UFO sightings, nuclear plants and a data science starter kit.

Brenda Leyva
MCD-UNISON
Published in
8 min readDec 12, 2020

There’s a myth going around that UFO sightings are more likely to occur near nuclear facilities. How does one go about exploring this idea?

source

Disclaimer: I am in no way, shape or form getting involved in the debate about UFOs being actual E.T. stuff. I do, however, see this topic as a folklore of sorts and find it very entertaining, this is only for demonstrative purposes on data manipulation and analysis.

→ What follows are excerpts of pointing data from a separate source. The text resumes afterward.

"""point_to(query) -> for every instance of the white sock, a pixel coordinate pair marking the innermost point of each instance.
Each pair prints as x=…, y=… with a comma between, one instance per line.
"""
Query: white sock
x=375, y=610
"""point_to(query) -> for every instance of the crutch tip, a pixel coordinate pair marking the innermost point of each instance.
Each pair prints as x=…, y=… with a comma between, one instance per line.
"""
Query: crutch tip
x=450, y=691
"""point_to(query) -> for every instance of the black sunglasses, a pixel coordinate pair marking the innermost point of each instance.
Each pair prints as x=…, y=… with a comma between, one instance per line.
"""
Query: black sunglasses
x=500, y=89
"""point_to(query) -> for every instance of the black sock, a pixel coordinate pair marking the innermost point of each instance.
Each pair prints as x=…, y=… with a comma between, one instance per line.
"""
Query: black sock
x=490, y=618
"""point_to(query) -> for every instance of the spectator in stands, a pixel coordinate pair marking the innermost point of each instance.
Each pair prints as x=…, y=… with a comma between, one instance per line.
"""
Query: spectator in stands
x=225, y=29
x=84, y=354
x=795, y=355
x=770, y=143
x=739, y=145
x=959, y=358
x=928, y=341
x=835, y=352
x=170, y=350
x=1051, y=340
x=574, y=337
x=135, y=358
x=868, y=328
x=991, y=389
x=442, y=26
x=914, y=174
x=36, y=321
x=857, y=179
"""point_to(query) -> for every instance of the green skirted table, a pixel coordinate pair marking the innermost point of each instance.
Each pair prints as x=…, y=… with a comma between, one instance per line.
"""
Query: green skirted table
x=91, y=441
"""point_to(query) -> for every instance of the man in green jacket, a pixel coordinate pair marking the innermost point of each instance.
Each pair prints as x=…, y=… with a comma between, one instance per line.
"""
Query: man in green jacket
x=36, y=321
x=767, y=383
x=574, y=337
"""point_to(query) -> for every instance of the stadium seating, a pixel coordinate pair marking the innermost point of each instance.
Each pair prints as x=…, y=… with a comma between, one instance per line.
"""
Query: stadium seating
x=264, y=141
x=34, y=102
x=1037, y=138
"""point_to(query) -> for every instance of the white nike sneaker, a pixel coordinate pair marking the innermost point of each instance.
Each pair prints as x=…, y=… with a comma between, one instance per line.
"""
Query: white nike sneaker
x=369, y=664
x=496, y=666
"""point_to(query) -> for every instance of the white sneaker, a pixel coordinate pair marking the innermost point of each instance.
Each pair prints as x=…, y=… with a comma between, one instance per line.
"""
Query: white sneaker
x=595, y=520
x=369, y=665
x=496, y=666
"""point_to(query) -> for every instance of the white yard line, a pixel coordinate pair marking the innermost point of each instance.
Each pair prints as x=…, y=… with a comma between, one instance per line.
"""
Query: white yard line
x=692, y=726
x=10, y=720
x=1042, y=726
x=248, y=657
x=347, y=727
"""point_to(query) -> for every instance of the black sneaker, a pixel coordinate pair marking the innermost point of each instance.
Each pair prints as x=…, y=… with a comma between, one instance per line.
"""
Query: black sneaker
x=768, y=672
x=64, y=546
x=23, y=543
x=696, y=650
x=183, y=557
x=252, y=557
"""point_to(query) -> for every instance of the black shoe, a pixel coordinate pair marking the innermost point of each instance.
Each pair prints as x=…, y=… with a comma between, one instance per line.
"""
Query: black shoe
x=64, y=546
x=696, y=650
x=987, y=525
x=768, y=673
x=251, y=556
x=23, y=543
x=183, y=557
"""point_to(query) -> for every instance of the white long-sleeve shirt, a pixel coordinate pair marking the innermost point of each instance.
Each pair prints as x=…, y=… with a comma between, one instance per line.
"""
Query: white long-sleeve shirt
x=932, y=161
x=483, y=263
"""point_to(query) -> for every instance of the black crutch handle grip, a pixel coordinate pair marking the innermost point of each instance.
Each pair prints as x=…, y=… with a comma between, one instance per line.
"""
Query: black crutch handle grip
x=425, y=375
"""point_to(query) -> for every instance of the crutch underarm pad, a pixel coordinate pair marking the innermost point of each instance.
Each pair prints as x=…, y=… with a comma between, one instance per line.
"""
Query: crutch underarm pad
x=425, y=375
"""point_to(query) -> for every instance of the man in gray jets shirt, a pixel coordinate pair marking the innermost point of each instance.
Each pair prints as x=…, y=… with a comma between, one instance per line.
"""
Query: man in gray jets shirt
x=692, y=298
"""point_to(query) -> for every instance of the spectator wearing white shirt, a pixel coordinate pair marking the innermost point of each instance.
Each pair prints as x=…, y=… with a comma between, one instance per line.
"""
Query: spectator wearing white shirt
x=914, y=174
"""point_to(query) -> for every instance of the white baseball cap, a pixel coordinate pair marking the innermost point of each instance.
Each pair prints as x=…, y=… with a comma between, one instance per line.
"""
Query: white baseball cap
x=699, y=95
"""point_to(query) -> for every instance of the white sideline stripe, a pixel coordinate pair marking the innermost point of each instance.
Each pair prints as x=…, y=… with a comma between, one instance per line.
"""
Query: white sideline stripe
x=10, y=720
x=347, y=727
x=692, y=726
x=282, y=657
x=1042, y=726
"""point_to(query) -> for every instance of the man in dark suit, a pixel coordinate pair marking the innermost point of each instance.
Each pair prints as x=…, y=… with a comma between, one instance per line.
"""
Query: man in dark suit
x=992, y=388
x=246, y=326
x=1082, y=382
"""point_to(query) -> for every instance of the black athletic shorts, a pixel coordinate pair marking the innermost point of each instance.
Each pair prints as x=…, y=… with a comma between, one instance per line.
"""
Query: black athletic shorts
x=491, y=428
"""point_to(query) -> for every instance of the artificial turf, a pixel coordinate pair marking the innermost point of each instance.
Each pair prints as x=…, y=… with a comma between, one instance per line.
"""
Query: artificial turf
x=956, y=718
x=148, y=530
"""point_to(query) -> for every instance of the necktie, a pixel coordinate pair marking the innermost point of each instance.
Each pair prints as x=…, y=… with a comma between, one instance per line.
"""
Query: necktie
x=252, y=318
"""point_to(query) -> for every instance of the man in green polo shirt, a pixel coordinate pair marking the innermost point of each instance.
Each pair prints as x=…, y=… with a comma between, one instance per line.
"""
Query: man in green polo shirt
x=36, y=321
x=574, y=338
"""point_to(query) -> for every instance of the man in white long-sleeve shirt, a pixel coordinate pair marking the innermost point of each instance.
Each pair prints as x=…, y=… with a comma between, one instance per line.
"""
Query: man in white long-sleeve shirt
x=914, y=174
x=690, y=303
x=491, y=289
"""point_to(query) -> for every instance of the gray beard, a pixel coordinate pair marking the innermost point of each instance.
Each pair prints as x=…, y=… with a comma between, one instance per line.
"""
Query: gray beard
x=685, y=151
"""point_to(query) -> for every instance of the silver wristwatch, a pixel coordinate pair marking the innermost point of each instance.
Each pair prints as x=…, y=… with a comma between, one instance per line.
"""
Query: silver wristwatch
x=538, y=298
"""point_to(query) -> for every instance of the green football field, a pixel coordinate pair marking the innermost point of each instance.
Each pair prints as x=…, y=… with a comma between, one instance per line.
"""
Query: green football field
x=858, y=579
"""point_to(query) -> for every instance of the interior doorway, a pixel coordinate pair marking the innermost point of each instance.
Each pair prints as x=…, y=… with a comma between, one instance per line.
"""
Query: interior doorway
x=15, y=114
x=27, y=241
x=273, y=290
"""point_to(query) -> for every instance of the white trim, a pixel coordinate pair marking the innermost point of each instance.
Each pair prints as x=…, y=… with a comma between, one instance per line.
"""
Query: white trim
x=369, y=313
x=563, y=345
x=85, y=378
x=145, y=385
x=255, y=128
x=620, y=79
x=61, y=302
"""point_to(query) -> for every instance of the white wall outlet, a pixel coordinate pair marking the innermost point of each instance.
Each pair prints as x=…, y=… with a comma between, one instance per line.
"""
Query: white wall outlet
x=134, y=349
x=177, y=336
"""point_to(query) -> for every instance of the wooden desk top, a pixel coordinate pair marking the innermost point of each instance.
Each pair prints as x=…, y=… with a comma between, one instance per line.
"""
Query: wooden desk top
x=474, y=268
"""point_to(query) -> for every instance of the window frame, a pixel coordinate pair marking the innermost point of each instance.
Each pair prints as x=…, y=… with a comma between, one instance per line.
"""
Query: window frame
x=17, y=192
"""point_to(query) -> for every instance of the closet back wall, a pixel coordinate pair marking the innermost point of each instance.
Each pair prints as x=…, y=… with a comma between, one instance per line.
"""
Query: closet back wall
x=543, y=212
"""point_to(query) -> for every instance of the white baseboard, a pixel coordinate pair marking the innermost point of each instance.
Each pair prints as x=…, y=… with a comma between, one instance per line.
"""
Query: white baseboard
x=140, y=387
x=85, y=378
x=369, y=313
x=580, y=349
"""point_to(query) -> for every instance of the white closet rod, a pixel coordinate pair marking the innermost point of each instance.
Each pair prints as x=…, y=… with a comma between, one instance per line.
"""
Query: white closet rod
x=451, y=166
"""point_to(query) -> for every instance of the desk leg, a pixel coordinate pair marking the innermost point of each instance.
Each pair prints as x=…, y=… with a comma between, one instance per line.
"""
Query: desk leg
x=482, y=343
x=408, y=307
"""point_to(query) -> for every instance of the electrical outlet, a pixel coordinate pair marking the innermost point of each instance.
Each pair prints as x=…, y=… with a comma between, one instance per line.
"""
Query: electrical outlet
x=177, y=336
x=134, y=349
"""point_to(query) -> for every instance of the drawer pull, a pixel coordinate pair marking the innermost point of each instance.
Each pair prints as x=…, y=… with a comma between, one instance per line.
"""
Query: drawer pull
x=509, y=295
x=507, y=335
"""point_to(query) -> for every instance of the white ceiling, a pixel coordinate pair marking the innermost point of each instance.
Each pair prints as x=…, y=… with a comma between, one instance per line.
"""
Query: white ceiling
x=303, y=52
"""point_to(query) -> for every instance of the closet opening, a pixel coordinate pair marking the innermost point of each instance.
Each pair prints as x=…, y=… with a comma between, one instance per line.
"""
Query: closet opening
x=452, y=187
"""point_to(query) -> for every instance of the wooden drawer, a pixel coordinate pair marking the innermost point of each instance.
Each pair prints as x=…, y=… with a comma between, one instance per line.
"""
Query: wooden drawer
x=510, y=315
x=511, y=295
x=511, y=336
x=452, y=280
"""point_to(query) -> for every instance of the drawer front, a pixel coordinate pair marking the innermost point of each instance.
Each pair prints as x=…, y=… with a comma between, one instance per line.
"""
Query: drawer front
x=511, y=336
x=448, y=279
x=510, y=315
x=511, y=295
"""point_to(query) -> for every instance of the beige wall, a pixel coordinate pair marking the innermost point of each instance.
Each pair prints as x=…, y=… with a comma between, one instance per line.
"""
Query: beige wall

Taking on a project like this can be overwhelming, in order to avoid such negative feelings, it is always better to take things step by step, so that’s how we are going to go over things.

  1. Have a question:

Everything starts with a question, it makes things easier in the long run and keeps you focused during the analysis so that it’s easier to identify findings and to know when to stop, to be able to complete the process and deliver a good product. In regards to this topic, I went of off the following:

Is it possible to establish a clear relation between UFO sightings and the location of nuclear facilities?

2. Getting your data:

A beginner friendly source of datasets I can recommend is Kaggle. This is where I ran into my first dataset and was able to collect my second one too. We need information on UFO sightings and nuclear plants in order to explore possible answers to our question.

3. Get comfortable with your dataset(s):

I chose to begin exploring my data with python on jupyter notebooks and created a tidy final dataset that I used on R markdown for my dashboard.

Some libraries to use for this are:

Basic libraries for python data tasks.

Read your csv and understand your data:

A useful thing to do is to write a function that will create an overview of your data as follows:

I worked with dfply to clean out the missing values and took only the data from the UK. This dataset is really big, contains information from several countries and due to time availability I chose to work on the section corresponding to only one country.

The same was done with the second dataset:

This one had only a few columns we needed so the rest were dropped.

And then filtered out all the countries except for United Kingdom.

Once the datasets included only the one country and no missing or null values they were written on a new csv:

4. Work with your data to improve it:

Both datasets have latitude and longitude on them but the location in regards to city, county and country isn’t really clear or is missing. This can be fixed with a process called reverse geocoding, there are many ways to do this and consists on using your latitude and longitude columns to populate the information about cities, states, countries from the address attached to the coordinates.

Here are two of the ways I found, both of them worked but had their details to consider:

HEREpy uses the HERE maps API to handle a lot of geocoding situations, reverse geocoding being one of them. You can use it for a big dataset without issues. The response comes as json and can be parsed and handled easily.

Nominatim doesn’t require an API key but has a query limit that you need to be aware of. I have found that works well if you have less than a thousand rows of data. It returns a list with the address items separated by commas.

First I ran them both to confirm everything was working and to take a good look at the response’s format.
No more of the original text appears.